Since Profaci’s son was married to Avena’s daughter, the Colombo clan offered to have Jersey Sal interject on behalf of the Genovese administration and try to find a way to solve the problem before it reached trial…..or worse, a hit. Unknown to either Profaci or Avena, the law practice Avena owned in New Jersey was bugged due to the fact that Avena allowed the then-sitting Philadelphia mob hierarchy to hold court in his office and conference room.
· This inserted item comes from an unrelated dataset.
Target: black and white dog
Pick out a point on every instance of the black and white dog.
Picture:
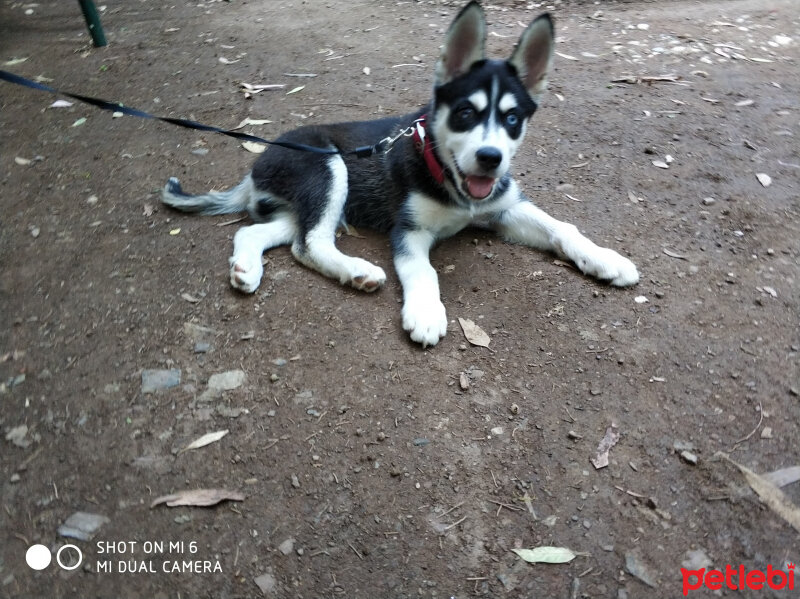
(450, 170)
At the time, Philadelphia’s Bruno-Scarfo crime family was embroiled in a violent internal power struggle.
“I’m supposed to let this guy (Franco) steal money from me and its okay just because he’s a Goodfella?” Avena is heard asking Profaci in 1992. “This thief can get away with it and that’s it?”
The response by Profaci has often been repeated, discussed and laughed about in American wiseguy culture ever since.
“Sal, it’s bad for business. The Genovese family is too big, we’re all gonna get hurt from this…..Goodfellas don’t sue Goodfellas. Goodfellas kill Goodfellas.”
Avena and Franco settled the lawsuit out of court. Franco got slapped with a short prison term in 2014 for overseeing mob-controlled sanitation work in New York and New Jersey.
Per sources, later in his life, Profaci, who reportedly retired from the rackets in the last decade or so, tried to act as a mediator for a mob beef in Detroit, where his two brother-in-laws Anthony (Tony Z) Zerilli and Anthony (Tony T) Tocco, were prominent underworld figures. Tocco and Zerilli died of health ailments in 2012 and 2015, respectively, having never mended their differences tied to a falling out between Zerilli and Tocco’s older brother, Giacomo (Black Jack) Tocco, the longtime Godfather of the Motor City. The elder Tocco died of natural causes in the summer of 2014. Tony Tocco was his consigliere. Tony Zerilli, Black Jack’s first cousin, was his underboss until the early 2000s.